Another challenging aspect of antibiotic treatment is establishing the optimal duration, since the standard 2–6 week regimens are only applicable to “traditional” native or prosthetic valve endocarditis. Clinical practice guidelines are unclear on the duration of antibiotic treatment in several circumstances, such as patients contraindicated for surgery and/or those with IE associated with aortic valve devices or with prosthetic valves, to give just a few examples. In these cases, the duration is based on the experience of the treating centre and can differ enormously among hospitals. In this context, new imaging techniques (angio-CT, PET-CT) could help establish the duration of antimicrobial treatment at an individual level.
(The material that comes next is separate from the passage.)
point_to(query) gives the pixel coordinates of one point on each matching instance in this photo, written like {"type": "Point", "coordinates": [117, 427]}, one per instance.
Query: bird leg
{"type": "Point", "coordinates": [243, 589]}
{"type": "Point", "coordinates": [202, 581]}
There is also the possibility of concluding treatment with oral antibiotics. Although this is common in some centres, the practice is not standardised. The POET study published in 2013 hypothesised that oral antibiotic treatment can be both effective and safe in the case of left-sided valve IE.23 Although the full results have yet to be published, there is already some evidence that certain patients with staphylococcal IE can be treated orally.24

A fundamental, recurrent and unresolved aspect of IE involves surgery, and in particular, the best time to operate.25 Moreover, widely used surgical risk classification systems (EuroSCORE I and II) do not show the real risk of patients with IE and this can distort decision making. This has led to the development of specific surgical risk scores for patients with IE.26

In our setting, TAVI is indicated in patients with a high risk of mortality in open surgery. Therefore, valve replacement surgery, which is technically more complex, is not currently indicated in IE. However, the best surgical approach when the indications for TAVI are broadened (to included moderate or low risk patients) remains to be seen. IE patients with congenital heart defects present a major surgical challenge. These are often patients who will likely have undergone previous surgery and will probably require more interventions during their lifetime; therefore, the possibility of conservative treatment should always be considered in these cases. If surgery is unavoidable, it must be performed by highly specialised surgeons in hospitals capable of providing ventricular assistance if repair is suboptimal and a heart transplant is indicated. In this respect, there is already some evidence of successful outcomes in IE patients that have undergone heart transplantation when corrective heart surgery has been ruled out.27 Finally, technical advances have made it possible for a growing number of IE patients, given their frailty, to benefit from percutaneous treatment of heart defects, once resolution of the infection has been confirmed. These procedures include periprosthetic leak closure and TAVI on valves severely impaired by IE.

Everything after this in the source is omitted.